NEW YORK (Reuters) - A U.S. federal judge on Thursday upheld a government decision to refuse a prominent Swiss Muslim entry into the United States, saying the question of denying visas was best left to the authorities.
The United States had revoked the visa of Tariq Ramadan, an academic at Britain’s Oxford University and a vocal critic of the U.S. invasion of Iraq and its support of Israel.
The State Department initially gave no reason, but later said Ramadan had been barred under a provision of the USA Patriot Act that bars anyone who endorses terrorism.
In October the American Civil Liberties Union denied this and argued Ramadan’s exclusion was therefore unlawful.
But U.S. District Judge Paul Crotty sided with U.S. government lawyers who argued the courts did not have the power to review visa denials.
“The government has provided a facially legitimate and bona fide reason for Professor Ramadan’s exclusion,” Crotty said.

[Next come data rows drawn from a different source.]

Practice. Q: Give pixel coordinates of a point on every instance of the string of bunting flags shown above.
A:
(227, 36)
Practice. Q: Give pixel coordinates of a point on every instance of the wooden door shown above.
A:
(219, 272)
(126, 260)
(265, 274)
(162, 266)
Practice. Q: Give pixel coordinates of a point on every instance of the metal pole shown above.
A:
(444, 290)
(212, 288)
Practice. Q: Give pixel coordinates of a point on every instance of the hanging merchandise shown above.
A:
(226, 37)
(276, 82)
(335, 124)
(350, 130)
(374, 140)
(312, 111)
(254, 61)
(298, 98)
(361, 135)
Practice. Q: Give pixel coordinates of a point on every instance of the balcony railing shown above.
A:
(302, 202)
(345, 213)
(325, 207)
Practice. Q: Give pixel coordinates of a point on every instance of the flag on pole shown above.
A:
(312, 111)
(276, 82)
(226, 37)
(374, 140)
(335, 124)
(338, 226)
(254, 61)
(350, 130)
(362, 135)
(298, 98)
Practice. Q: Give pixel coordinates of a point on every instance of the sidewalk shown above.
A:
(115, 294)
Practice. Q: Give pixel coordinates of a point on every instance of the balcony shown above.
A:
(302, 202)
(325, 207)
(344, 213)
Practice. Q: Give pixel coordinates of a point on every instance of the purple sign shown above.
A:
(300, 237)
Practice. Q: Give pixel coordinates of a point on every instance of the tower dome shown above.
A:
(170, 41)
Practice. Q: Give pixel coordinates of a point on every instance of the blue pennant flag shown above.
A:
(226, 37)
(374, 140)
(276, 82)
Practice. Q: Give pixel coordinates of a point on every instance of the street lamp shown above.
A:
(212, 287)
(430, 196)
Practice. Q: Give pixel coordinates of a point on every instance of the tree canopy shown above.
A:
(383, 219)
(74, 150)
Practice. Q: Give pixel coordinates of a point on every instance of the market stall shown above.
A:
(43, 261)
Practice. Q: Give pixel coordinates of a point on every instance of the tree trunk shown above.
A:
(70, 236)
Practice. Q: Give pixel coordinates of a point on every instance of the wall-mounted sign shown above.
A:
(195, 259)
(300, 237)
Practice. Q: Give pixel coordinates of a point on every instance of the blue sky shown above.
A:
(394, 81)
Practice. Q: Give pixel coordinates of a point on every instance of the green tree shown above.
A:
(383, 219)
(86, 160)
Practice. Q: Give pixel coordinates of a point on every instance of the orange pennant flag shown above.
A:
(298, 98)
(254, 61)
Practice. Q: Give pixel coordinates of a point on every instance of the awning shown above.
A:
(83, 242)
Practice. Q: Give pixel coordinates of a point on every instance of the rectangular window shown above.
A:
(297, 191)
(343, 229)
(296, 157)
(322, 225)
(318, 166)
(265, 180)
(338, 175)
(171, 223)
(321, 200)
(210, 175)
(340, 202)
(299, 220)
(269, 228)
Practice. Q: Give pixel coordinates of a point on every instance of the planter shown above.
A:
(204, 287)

“The court recognizes the limits on its authority in this case. The question of admissibility of aliens is a political question, a question which is best left to the legislative and executive branches,” he said.

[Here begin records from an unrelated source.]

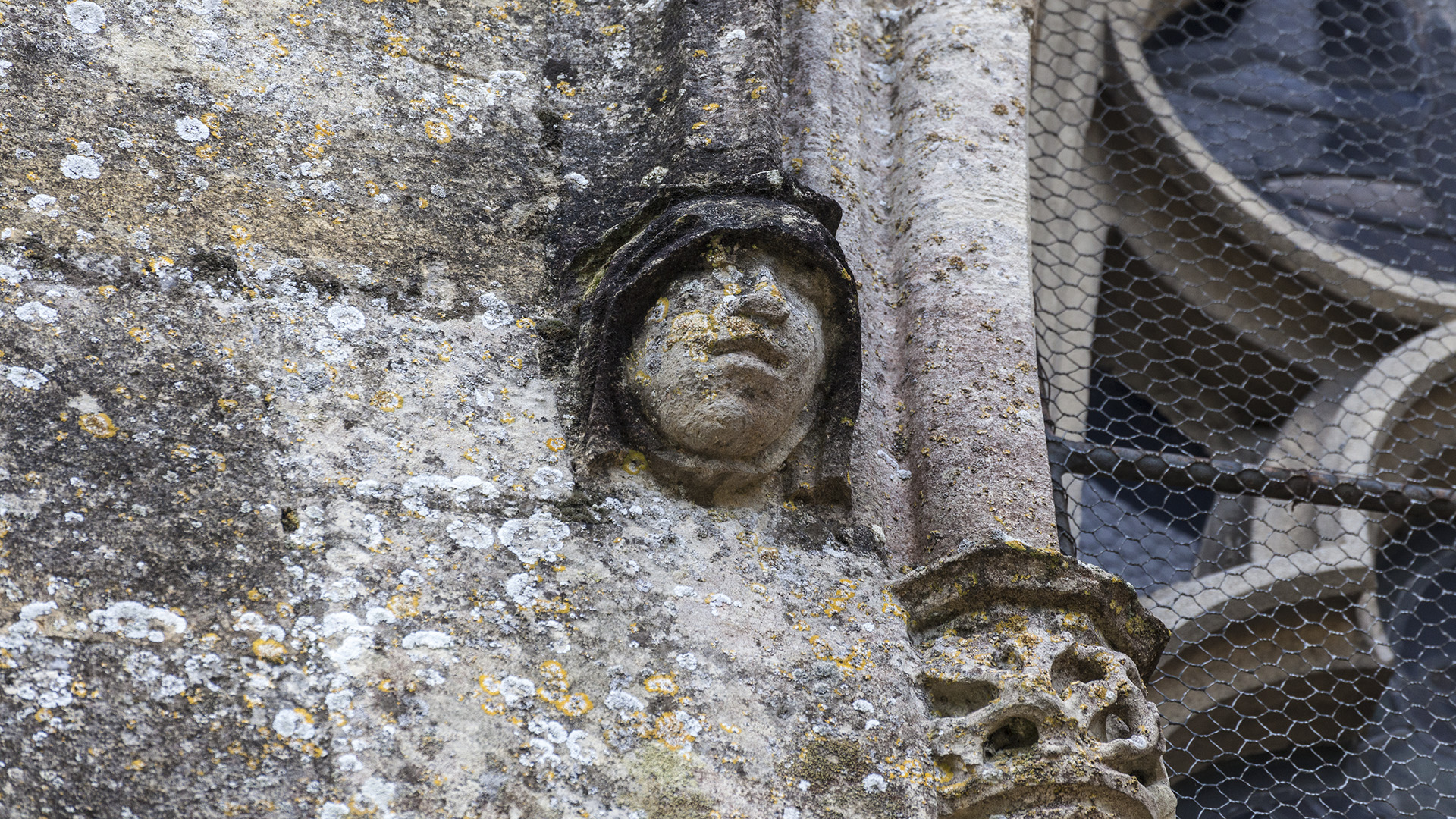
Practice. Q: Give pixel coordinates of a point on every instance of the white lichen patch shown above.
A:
(139, 621)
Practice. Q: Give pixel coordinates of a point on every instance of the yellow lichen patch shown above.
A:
(403, 605)
(438, 130)
(840, 598)
(892, 607)
(386, 401)
(634, 463)
(270, 651)
(670, 730)
(555, 673)
(98, 425)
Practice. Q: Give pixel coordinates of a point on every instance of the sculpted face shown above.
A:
(728, 359)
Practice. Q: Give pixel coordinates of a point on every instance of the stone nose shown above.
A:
(1103, 695)
(764, 305)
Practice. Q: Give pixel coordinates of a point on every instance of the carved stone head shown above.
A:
(720, 340)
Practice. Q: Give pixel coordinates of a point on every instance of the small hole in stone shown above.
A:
(1111, 725)
(959, 698)
(1144, 774)
(1014, 735)
(1071, 668)
(949, 765)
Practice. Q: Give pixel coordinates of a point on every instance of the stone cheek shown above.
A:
(727, 362)
(1031, 714)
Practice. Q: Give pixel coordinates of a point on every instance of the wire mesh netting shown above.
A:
(1244, 219)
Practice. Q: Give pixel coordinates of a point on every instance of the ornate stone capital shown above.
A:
(1034, 670)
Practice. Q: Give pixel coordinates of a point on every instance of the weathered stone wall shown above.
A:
(287, 515)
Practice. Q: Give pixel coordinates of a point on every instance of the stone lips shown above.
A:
(1033, 667)
(617, 281)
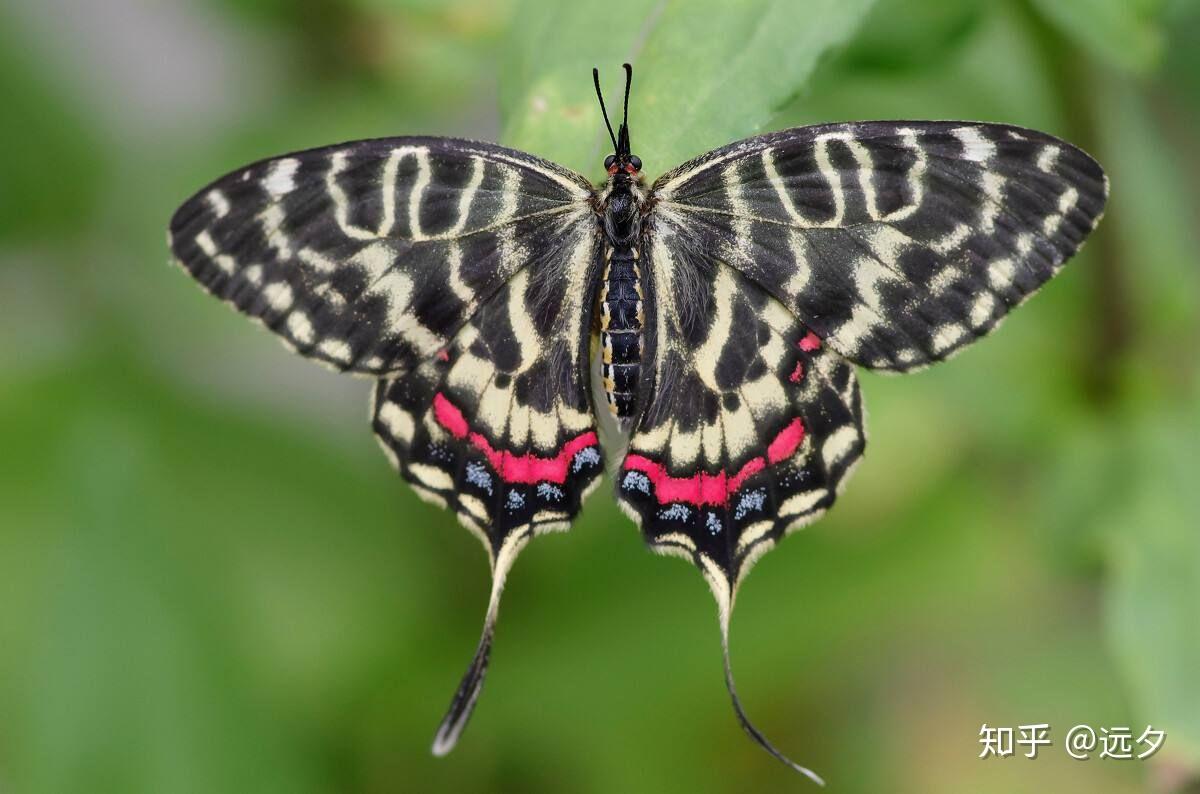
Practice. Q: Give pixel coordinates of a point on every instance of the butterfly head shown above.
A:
(621, 162)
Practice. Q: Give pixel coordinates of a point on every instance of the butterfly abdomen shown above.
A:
(621, 329)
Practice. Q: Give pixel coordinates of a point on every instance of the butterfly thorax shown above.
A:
(621, 298)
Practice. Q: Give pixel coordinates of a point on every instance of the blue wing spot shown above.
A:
(550, 492)
(587, 456)
(750, 500)
(636, 481)
(478, 476)
(676, 512)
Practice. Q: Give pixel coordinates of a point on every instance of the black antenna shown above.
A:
(629, 80)
(595, 78)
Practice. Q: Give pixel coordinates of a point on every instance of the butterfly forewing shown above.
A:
(459, 272)
(898, 242)
(466, 278)
(370, 256)
(751, 426)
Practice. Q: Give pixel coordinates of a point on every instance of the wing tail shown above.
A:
(749, 727)
(463, 703)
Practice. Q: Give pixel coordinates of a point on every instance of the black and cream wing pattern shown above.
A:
(459, 276)
(729, 301)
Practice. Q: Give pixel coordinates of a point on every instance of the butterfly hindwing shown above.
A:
(370, 256)
(897, 242)
(459, 274)
(751, 423)
(750, 428)
(499, 426)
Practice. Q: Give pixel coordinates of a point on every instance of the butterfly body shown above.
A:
(729, 304)
(621, 329)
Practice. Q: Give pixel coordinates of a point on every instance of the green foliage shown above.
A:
(1126, 34)
(214, 583)
(718, 71)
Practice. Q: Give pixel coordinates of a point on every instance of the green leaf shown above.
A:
(706, 72)
(1153, 597)
(51, 172)
(909, 35)
(1126, 34)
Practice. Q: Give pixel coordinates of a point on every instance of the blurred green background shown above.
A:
(213, 582)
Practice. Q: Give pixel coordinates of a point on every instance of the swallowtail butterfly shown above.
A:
(725, 306)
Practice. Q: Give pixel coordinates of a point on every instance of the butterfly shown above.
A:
(508, 308)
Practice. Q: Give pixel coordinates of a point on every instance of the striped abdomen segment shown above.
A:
(621, 330)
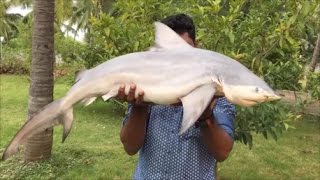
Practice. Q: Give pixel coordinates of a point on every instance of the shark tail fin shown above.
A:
(67, 121)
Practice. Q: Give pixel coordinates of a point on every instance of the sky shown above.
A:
(23, 12)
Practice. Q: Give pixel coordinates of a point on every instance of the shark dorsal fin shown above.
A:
(166, 38)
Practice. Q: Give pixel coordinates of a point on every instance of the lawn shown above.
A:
(93, 149)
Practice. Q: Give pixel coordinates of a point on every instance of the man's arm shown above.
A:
(218, 141)
(134, 129)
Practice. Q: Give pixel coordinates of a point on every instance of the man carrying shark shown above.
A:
(153, 130)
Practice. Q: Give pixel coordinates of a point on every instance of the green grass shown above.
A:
(93, 149)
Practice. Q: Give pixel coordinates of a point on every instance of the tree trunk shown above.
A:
(41, 88)
(315, 56)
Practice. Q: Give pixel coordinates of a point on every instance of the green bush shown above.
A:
(313, 85)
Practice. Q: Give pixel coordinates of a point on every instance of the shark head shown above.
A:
(247, 89)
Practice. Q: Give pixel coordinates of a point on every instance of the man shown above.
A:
(153, 130)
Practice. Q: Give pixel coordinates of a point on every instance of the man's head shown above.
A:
(182, 25)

Ramadan said he was told he had been barred because he gave 1,670 Swiss Francs ($1,946) to the Association de Secours Palestinien (ASP) from 1998 to 2002.

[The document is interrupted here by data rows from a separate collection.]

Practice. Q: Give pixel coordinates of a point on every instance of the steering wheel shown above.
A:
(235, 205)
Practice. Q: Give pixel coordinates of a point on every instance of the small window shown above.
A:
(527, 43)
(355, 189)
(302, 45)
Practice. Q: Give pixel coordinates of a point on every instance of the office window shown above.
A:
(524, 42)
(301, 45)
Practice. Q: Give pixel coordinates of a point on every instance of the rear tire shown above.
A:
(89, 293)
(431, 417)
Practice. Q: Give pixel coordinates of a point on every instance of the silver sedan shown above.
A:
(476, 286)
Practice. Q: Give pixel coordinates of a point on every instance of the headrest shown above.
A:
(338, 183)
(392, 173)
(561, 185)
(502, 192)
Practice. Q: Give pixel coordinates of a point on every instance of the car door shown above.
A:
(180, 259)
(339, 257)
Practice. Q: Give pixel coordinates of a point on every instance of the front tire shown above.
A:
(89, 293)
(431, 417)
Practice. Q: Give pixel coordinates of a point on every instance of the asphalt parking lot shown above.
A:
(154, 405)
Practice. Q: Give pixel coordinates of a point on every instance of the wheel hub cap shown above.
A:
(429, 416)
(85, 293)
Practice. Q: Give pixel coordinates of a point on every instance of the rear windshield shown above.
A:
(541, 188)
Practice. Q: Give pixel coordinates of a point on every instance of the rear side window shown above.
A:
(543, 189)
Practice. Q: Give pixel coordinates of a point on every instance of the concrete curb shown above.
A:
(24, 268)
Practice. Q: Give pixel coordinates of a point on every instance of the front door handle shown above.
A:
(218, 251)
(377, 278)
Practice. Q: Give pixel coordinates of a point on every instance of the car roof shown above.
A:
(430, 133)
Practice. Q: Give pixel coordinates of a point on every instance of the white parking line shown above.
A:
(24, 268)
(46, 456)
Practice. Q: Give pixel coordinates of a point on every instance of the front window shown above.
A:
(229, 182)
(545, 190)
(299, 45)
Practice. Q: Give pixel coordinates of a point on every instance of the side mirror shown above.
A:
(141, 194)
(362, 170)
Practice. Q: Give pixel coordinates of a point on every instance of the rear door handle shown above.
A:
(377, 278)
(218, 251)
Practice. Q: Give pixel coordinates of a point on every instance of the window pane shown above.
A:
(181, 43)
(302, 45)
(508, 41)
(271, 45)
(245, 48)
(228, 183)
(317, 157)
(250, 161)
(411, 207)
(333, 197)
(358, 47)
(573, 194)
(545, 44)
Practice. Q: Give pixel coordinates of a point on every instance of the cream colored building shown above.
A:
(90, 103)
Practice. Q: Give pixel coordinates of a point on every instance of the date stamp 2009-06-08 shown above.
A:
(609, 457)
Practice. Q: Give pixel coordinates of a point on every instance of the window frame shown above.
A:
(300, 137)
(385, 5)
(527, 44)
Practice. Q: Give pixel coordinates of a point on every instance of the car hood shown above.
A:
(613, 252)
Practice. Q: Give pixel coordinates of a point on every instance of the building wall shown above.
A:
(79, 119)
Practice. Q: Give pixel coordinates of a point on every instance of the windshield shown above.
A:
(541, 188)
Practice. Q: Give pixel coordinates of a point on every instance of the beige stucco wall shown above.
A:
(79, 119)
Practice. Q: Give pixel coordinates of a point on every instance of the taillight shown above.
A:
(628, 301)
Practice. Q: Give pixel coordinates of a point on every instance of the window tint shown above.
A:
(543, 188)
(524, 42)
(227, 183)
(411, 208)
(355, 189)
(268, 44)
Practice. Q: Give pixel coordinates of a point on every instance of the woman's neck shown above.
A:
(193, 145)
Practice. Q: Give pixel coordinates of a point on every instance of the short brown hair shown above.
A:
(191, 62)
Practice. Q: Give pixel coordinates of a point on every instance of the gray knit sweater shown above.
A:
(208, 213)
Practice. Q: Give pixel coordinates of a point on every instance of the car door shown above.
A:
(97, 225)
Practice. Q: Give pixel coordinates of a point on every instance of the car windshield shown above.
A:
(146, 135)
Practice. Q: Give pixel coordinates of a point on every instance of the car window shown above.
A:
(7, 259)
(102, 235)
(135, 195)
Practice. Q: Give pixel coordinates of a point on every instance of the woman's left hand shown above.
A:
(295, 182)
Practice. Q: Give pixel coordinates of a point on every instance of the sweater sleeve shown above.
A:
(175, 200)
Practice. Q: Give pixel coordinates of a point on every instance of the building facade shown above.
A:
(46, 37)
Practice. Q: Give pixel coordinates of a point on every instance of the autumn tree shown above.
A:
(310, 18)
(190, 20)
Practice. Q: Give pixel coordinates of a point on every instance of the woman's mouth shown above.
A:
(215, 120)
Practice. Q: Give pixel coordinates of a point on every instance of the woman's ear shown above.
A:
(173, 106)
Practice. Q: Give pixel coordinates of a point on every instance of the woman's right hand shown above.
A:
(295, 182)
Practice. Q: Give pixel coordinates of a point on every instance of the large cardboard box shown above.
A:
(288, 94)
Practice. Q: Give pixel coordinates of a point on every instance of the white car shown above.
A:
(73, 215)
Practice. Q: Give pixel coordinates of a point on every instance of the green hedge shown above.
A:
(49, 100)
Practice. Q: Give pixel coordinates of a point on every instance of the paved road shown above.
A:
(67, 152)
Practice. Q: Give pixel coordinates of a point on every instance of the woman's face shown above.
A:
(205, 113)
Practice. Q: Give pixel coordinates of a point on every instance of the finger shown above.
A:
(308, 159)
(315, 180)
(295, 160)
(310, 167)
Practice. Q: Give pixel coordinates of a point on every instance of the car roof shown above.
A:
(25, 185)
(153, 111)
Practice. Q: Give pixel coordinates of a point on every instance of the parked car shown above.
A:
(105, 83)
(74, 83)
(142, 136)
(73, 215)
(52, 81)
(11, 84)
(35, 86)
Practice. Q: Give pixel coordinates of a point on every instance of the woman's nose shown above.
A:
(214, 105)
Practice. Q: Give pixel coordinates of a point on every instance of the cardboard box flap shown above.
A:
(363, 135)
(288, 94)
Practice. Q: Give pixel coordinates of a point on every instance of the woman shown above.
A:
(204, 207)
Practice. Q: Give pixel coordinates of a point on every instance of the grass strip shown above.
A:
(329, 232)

Washington banned ASP in 2003, saying it supports terrorism and had contributed funds to Hamas.
ACLU lawyer Jameel Jaffer said the ruling was “both legally wrong and deeply unjust” and that the ACLU would appeal. “Professor Ramadan is being excluded not because of his actions, but because of his ideas,” he said.
The ACLU says Ramadan’s case showed how the United States was denying entry to foreign scholars whose views it found objectionable.
Ramadan has often condemned terrorism and Islamist violence. He said he gave money to ASP because he thought it provided humanitarian aid in the West Bank and Gaza.
He is the grandson of Hasan al-Banna, an important Islamist thinker and activist who in 1928 founded the Muslim brotherhood, which opposed secular and western ideas.